Grecia: viaggiare a Salonicco in un albergo di Milano
In un mio recente scritto ho raccontato un “viaggio a Salonicco” compiuto “stando fermo” in un albergo di Milano (se non che ho visto poco, datosi che da un po’ di tempo in queste presentazioni non fanno più vedere nemmeno le diapositive, ormai così demodé, e meno male che a Salonicco c’ero già stato e vi avevo pure fatto tante belle foto). E nell’articolo avevo pure lamentato che al momento de ‘lu magnare’ (detto anche catering) della cucina dell’antica Tessalonica si degustò solo un isolato Tzartziki.
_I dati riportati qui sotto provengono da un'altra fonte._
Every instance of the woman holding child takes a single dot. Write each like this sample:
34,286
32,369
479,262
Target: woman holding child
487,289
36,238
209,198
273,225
Eccomi allora a porre rimedio, vabbè solo a livello informativo e con tante scuse al palato del lettore, segnalando che nella libretta “Thessaloniki, food stories”, omaggiata durante il suddetto happening nell’hotel milanese, sono citate le seguenti leccornie: “Koulouri Thessaloniki”, pane col sesamo; “Trahanas” (minestra abbastanza densa) con Feta (il noto cacio) e pane tostato; “Bougatsa” (dolce a sfoglie) con Custard (che sarebbe poi la crema pasticcera); “Loukoumades” (alias Lukum, e almeno questi saranno noti a qualche nostrano turista; “Potato Prioshki”, patate ripiene (arrivano dal Ponto, e mi paiono davvero sfiziose); “Dolmadakia Yalantzi” (fogli di vite ripiene, altrettanto note, si spera, come i Lukum);
“Manti” (fagottini di carne, prevalentemente di agnello, portati dei greci cacciati dalla Turchia all’inizio del secolo scorso); “Patsas” (zuppa) con aglio (la mia passione, ndr) e aceto; “Lahonodolmades Avgolemono” (ci sarà pur un abbreviativo nei menu dei ristoranti di Salonicco), foglie di cavolo ripiene, carne di manzo o maiale, con salsa di uovo e limone; “Midopilafo”, cozze pilaf con riso; “Haminados”, uova sode condite; “Trigona Panoramatos”, pasta sfoglia con crema pasticcera (la solita Custard) … dopodiché al cortese lettore non resta che partire per il nord della Grecia (perché, ebbene lo ammetto, per i neoamici di Salonicco non sarebbe stato tanto facile ammannire tutte le suesposte piacevolezze gastronomiche in un albergo di Milano …).